Re: [PATCH] dma-debug: disable DMA_API_DEBUG for now

From: Torsten Kaiser
Date: Fri Jun 05 2009 - 11:52:40 EST


On Fri, Jun 5, 2009 at 12:41 PM, Joerg Roedel <joerg.roedel@xxxxxxx> wrote:
> From c0baa4d43a674c9cc321af3b23a6d5c9b46d65bd Mon Sep 17 00:00:00 2001
> From: Joerg Roedel <joerg.roedel@xxxxxxx>
> Date: Fri, 5 Jun 2009 12:01:35 +0200
> Subject: [PATCH] dma-debug: change hash_bucket_find from first-fit to best-fit
>
> Some device drivers map the same physical address multiple times to a
> dma address. Without an IOMMU this results in the same dma address being
> put into the dma-debug hash multiple times.

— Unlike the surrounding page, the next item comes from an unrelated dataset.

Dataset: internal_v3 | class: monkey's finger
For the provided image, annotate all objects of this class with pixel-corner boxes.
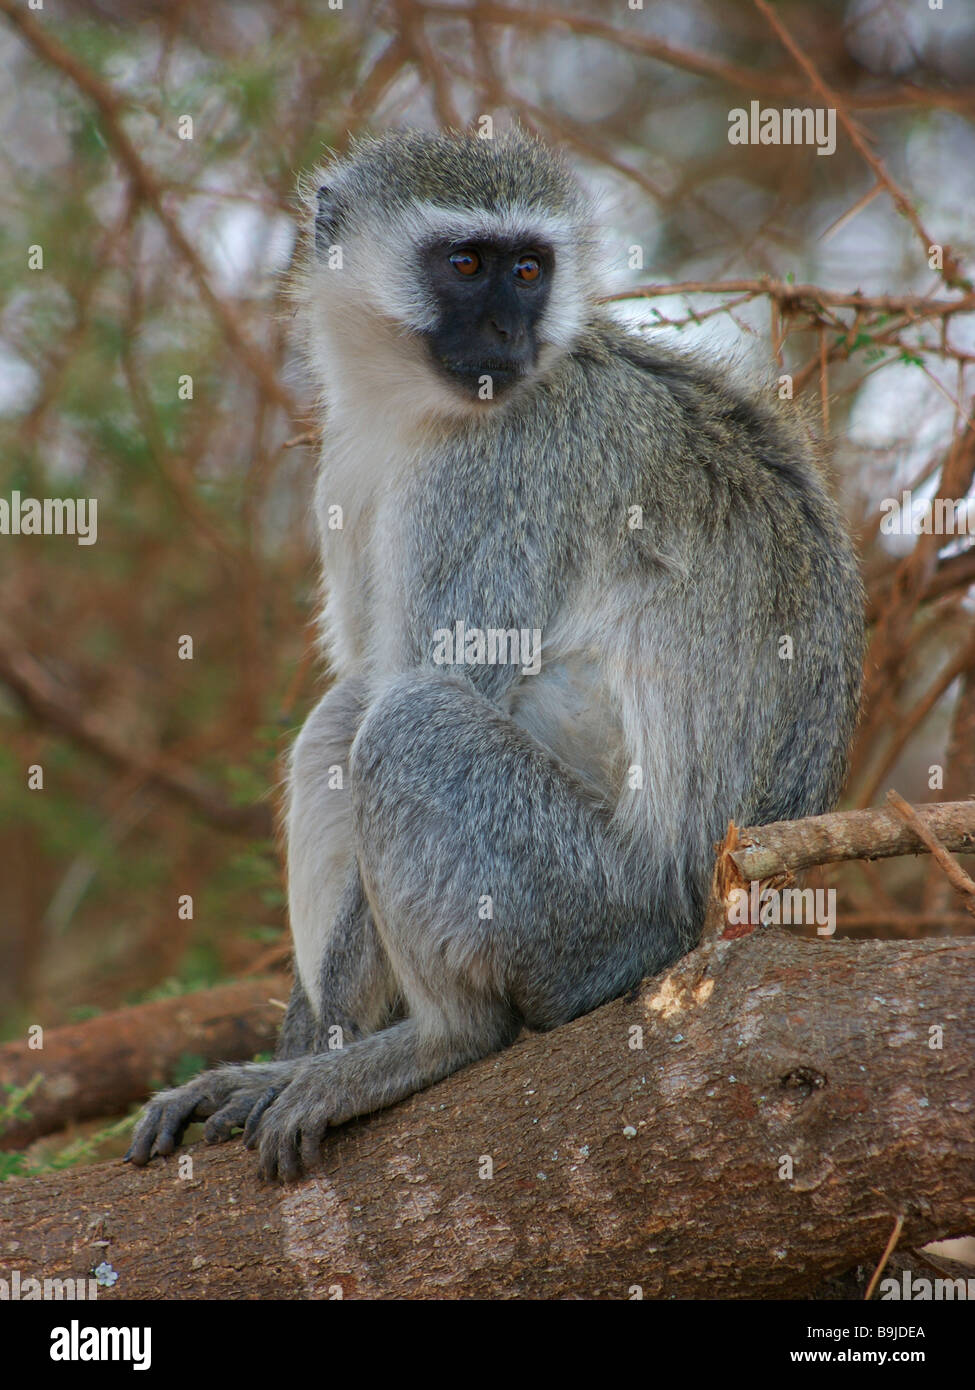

With a first-fit match in
> hash_bucket_find() this function may return the wrong dma_debug_entry.
> This can result in false positive warnings. This patch fixes it by
> changing the first-fit behavior of hash_bucket_find() into a best-fit
> algorithm.
>
> Reported-by: Torsten Kaiser <just.for.lkml@xxxxxxxxxxxxxx>
> Reported-by: FUJITA Tomonori <fujita.tomonori@xxxxxxxxxxxxx>
> Signed-off-by: Joerg Roedel <joerg.roedel@xxxxxxx>
> ---
> lib/dma-debug.c | 43 +++++++++++++++++++++++++++++++++++++++----
> 1 files changed, 39 insertions(+), 4 deletions(-)
>
> diff --git a/lib/dma-debug.c b/lib/dma-debug.c
> index 69da09a..2b16536 100644
> --- a/lib/dma-debug.c
> +++ b/lib/dma-debug.c
> @@ -185,15 +185,50 @@ static void put_hash_bucket(struct hash_bucket *bucket,
> static struct dma_debug_entry *hash_bucket_find(struct hash_bucket *bucket,
> struct dma_debug_entry *ref)
> {
> - struct dma_debug_entry *entry;
> + struct dma_debug_entry *entry, *ret = NULL;
> + int matches = 0, match_lvl, last_lvl = 0;
>
> list_for_each_entry(entry, &bucket->list, list) {
> - if ((entry->dev_addr == ref->dev_addr) &&
> - (entry->dev == ref->dev))
> + if ((entry->dev_addr != ref->dev_addr) ||
> + (entry->dev != ref->dev))
> + continue;
> +
> + /*
> + * Some drivers map the same physical address multiple
> + * times. Without a hardware IOMMU this results in the
> + * same device addresses being put into the dma-debug
> + * hash multiple times too. This can result in false
> + * positives being reported. Therfore we implement a
> + * best-fit algorithm here which returns the entry from
> + * the hash which fits best to the reference value
> + * instead of the first-fit.
> + */
> + matches += 1;
> + match_lvl = 0;
> + entry->size == ref->size ? ++match_lvl : match_lvl;
> + entry->type == ref->type ? ++match_lvl : match_lvl;
> + entry->direction == ref->direction ? ++match_lvl : match_lvl;
> +
> + if (match_lvl == 3) {
> + /* perfect-fit - return the result */
> return entry;
> + } else if (match_lvl > last_lvl) {
> + /*
> + * We found an entry that fits better then the
> + * previous one
> + */
> + last_lvl = match_lvl;
> + ret = entry;
> + }
> }
>
> - return NULL;
> + /*
> + * If we have multiple matches but no perfect-fit, just return
> + * NULL.
> + */
> + ret = (matches == 1) ? ret : NULL;

This doesn't look right to me.
The comment above says "returns the entry from the hash which fits
best", but this will always return NULL, if there are are multiple
entrys, but no perfect match.

On a wrong unmap that would result in "DMA-API: device driver tries to
free DMA memory it has not allocated" instead of a report what kind of
mismatches happend.

Or did you mean to return NULL if there are more then one matches at
the last_lvl? Then a matches=1; is missing from the "found an entry"
block.

Should there be a warning if more then one possible match were found?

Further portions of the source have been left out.